Grabesstille
Er bezahlte das Buch in bar, genau wie er es bei all den anderen Büchern zu diesem Thema gemacht hatte. Er sprach mit niemandem und tat nichts, was bei einem Angestellten oder Kunden einen nachhaltigen Eindruck von ihm hinterlassen hätte.
Es waren viele Kunden im Laden, als er seinen Einkauf tätigte; er wählte stets Zeiten, in denen in den Buchhandlungen mit Sicherheit viel Betrieb sein würde.
Doch selbst bei einem leeren Laden hätte er sich kaum Gedanken machen müssen. Wenn er beschloss, seine Macht zu verbergen, war er ein unscheinbarer Mann in einer Welt voller Menschen, die ihn selten besser beschreiben konnten als die Person, die sie jeden Morgen im Spiegel sahen.

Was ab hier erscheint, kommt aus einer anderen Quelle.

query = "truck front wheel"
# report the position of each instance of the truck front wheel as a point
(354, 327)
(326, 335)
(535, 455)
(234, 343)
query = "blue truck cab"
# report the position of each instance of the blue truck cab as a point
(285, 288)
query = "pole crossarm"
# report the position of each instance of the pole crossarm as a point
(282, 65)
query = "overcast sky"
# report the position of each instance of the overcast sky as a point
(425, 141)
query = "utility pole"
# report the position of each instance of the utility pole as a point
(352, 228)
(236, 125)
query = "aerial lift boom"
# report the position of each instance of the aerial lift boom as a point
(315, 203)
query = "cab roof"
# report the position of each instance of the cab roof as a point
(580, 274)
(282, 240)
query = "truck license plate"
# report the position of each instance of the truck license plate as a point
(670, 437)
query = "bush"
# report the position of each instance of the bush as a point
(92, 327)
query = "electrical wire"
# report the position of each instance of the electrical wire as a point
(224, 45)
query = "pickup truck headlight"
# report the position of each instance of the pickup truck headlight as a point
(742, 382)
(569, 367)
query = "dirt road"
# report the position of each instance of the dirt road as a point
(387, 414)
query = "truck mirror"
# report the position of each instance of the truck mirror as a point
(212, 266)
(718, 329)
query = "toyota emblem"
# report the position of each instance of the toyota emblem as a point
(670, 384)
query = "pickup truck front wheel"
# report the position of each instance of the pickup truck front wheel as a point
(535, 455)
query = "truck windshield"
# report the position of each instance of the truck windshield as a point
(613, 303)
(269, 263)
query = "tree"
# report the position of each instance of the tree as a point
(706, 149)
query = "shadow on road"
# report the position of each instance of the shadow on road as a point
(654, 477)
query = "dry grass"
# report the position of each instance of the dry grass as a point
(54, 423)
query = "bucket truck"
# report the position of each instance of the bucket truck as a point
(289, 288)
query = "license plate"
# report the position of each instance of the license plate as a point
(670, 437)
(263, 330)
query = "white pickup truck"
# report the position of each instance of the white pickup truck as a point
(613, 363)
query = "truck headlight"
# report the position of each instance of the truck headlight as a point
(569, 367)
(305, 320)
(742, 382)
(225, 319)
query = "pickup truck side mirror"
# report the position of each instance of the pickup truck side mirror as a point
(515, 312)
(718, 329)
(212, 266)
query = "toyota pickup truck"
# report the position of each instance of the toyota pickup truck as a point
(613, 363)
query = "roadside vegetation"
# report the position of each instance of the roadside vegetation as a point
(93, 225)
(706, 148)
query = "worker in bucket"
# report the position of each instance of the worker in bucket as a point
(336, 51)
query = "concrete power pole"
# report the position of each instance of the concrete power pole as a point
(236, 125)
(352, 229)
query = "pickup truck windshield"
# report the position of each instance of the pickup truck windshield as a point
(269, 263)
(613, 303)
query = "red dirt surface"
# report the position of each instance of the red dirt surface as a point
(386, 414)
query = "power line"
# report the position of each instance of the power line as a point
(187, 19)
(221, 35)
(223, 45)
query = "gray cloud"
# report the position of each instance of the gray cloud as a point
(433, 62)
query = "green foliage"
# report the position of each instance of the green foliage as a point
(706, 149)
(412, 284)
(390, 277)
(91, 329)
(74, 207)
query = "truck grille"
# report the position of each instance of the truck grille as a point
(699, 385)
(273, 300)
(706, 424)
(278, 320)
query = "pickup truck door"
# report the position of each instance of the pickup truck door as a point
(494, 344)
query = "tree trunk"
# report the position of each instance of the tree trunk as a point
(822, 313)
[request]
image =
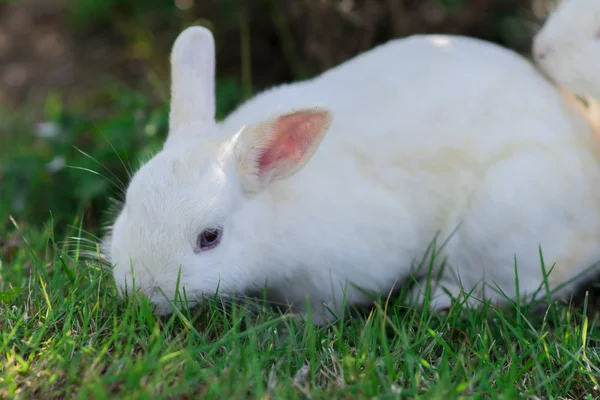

Oh, vielleicht konnten sie auch enge Freunde beschreiben, ihre Kinder und Ehegatten und die Kollegen, mit denen sie Tag für Tag zusammenarbeiteten. Zur Not auch noch die Nachbarn. Aber keine stillen Unbekannten aus der Buchhandlung. Keinen Unbekannten, der noch nie zuvor da gewesen war und nie wieder kommen würde.
Es löste leise Erregung in ihm aus, diese Bücher zu kaufen, und er wusste, dass sich manche Männer so fühlten, wenn sie Pornos kauften. Als er es auf dem Nachhauseweg in der Tüte auf dem Beifahrersitz liegen sah, wusste er, dass ihn die Thematik des Buches erregen würde. Nicht so sehr wie das reale Erlebnis – nichts erregte ihn je so sehr wie das Reale.
Das hier handelte von Dahmer.
Wir haben nicht den gleichen Geschmack, dachte er und musste einen kleinen Anfall von Heiterkeit über seinen Witz unterdrücken.
Wenn er das Buch einmal und noch einmal durchgelesen hatte, würde er es zu den anderen Büchern über seine Glaubensgenossen stellen. Bücher über Bianchi, Speck und Bundy; über Vorgänger – Mors, Lucas und Pomeroy – und noch andere; Bücher über Mörder und ihr Denken, über Mörder und ihre Opfer, über Mörder und die, die sie jagten.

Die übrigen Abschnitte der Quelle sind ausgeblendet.